A Prenatal Link to Alzheimer's? By Ron Winslow
Researchers Propose Process in Fetal Development Is Reactivated Later in Life
WSJ, Feb 19, 2009
New research at Genentech Inc. is challenging conventional thinking about Alzheimer's disease, providing a provocative theory about its cause and suggesting potential new targets for therapies to treat it.
The researchers propose that a normal process in which excess nerve cells and nerve fibers are pruned from the brain during prenatal development is somehow reactivated in the adult brain and "hijacked" to cause the death of such cells in Alzheimer's patients.
The dominant view of Alzheimer's disease today is that it is caused by deposits called beta amyloid that accumulate in the brain because of bad luck or other unknown reasons, degrading and destroying nerve cells and robbing victims of their memory.
The new findings offer evidence that "Alzheimer's is not just bad luck, but rather it is the activation of a pathway that is there for development purposes," says Marc Tessier-Lavigne, executive vice president, research drug discovery, at Genentech. "It suggests a different way of looking at Alzheimer's disease."
[photos in original article]
The report, being published Thursday in the journal Nature, is based on laboratory and mouse experiments, and further study is needed to validate the hypothesis.
Genentech, a South San Francisco, Calif., biotech company, says it has identified potential drug candidates based on the findings, but even if they prove promising, it would take several years for any potential treatment to be developed.
Beta amyloid, a fragment of a larger molecule called amyloid precursor protein, or APP, has long been the dominant focus of Alzheimer's research. Many drug companies have compounds in development that are intended to block or clear the buildup of beta amyloid plaques in the brain. But the track record for developing effective drugs has been unimpressive so far. Moreover, some people accumulate beta amyloid in the brain without any apparent effect on memory, adding to confusion about its role in Alzheimer's.
During human development, the prenatal brain makes about twice the number of nerve cells it needs, Dr. Tessier-Lavigne explained. Those neurons, in turn, each make hundreds of nerve fibers that seek to make connections with other cells. The cells and nerve fibers that succeed in making connections survive -- while those that don't naturally trigger a self-destruction mechanism called apoptosis that clears out the unneeded cells.
"We make too many, and then we prune back," Dr. Tessier-Lavigne said. "The system gets sculpted so you have the right set of connections."
What he and his colleagues, including scientists from the Salk Institute, La Jolla, Calif., found is that the amyloid precursor protein linked to Alzheimer's also plays a critical role in triggering the prenatal pruning process. But the beta amyloid that appears to kill nerve cells in Alzheimer's patients isn't involved in the developing embryo. Instead, the pruning is sparked by another fragment of APP called N-APP, causing a cascade of events that results in the death of excess nerve cells and nerve fibers.

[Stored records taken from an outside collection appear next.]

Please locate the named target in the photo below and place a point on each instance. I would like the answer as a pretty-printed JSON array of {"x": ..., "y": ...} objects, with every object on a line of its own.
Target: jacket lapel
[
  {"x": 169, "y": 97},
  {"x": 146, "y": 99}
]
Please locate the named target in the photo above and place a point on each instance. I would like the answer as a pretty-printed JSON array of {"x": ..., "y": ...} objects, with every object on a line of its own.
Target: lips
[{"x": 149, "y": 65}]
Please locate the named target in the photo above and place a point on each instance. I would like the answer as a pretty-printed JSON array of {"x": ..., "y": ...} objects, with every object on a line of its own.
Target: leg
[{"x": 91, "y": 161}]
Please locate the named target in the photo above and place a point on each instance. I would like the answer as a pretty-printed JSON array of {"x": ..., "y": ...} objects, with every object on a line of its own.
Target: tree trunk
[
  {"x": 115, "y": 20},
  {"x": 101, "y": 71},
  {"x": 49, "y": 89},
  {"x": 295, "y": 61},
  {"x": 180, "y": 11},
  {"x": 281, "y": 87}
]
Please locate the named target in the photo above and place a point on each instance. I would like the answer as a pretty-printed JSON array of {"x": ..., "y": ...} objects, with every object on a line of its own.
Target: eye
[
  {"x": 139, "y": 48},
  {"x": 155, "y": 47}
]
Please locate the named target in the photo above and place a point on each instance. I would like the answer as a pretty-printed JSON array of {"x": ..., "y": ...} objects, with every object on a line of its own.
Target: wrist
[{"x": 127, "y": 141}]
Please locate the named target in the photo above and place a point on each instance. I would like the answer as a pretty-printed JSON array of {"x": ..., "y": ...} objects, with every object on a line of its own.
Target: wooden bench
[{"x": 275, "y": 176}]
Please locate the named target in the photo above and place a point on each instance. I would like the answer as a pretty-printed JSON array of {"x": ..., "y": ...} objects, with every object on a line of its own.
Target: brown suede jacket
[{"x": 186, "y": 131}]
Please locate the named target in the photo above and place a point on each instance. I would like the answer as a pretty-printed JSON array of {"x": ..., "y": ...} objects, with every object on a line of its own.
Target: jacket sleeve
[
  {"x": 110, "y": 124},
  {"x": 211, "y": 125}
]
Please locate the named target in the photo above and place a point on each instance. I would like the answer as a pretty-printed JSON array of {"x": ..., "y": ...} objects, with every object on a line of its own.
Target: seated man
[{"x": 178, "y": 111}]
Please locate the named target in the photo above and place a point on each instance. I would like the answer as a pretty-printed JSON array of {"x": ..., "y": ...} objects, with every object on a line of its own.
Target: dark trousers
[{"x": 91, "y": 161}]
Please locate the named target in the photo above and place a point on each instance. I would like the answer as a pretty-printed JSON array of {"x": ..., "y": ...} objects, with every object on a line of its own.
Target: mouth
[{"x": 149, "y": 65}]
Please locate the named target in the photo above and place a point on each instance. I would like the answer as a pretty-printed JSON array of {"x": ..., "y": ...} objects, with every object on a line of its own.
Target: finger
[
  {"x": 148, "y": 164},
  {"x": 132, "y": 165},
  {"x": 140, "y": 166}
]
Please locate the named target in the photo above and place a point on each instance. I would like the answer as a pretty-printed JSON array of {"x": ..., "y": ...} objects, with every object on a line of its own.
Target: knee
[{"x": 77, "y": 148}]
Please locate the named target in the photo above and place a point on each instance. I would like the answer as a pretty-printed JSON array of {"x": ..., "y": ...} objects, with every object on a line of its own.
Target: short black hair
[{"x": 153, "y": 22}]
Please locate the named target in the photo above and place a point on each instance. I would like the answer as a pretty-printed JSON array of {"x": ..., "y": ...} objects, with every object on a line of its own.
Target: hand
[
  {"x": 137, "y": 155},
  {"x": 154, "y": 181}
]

"This suggests that APP may go through a novel pathway rather than beta amyloid to cause Alzheimer's disease," says Paul Greengard, a scientist at Rockefeller University, New York, and a Nobel laureate who wasn't involved in the research. He called the paper "an important step" in understanding the pathology of Alzheimer's -- something that is necessary to develop better drugs.
Don Nicholson, a Merck & Co. vice president and author of a commentary that accompanies the Tessier-Lavigne study in Nature, said the paper doesn't rule out a role for beta amyloid. He added that given the intense focus on the role of beta amyloid in the disease, the finding that another part of the precursor protein may be important in Alzheimer's is "unexpected biology."
Exactly what triggers the reappearance in the adult brain of a process fundamental to its early prenatal development isn't clear and is the subject of continuing research, Dr. Tessier-Lavigne said. Meantime, there are several steps in the cascade of events that lead to the death of the developing neurons and nerve fibers. If the process reflects the unwanted death of such cells in Alzheimer's, it presents several places where a drug could block or affect the process to possibly prevent the damage.
"We've identified a mechanism of nerve-cell death and degeneration involving amyloid precursor protein in the embryo," he said. "What Alzheimer's is doing is hijacking not only the molecule but the whole mechanism of degeneration."
Meantime, a second paper published last month by a team including researchers at Buck Institute for Age Research, Novato, Calif., reported that a protein called netrin-1 appears to regulate production of beta amyloid. The finding, which appeared in the journal Cell Death and Differentiation, is behind the authors' belief that Alzheimer's is the result of normal processes going awry.
Together the papers add to intriguing evidence that beta amyloid is perhaps only part of the Alzheimer's story. "What we're seeing is a completely different view of the disease," said Dale Bredesen, a Buck Institute researcher and co-author of the paper. The brain has to make connections and break connections all the time. Alzheimer's, he suggests, is the result when that process is out of balance.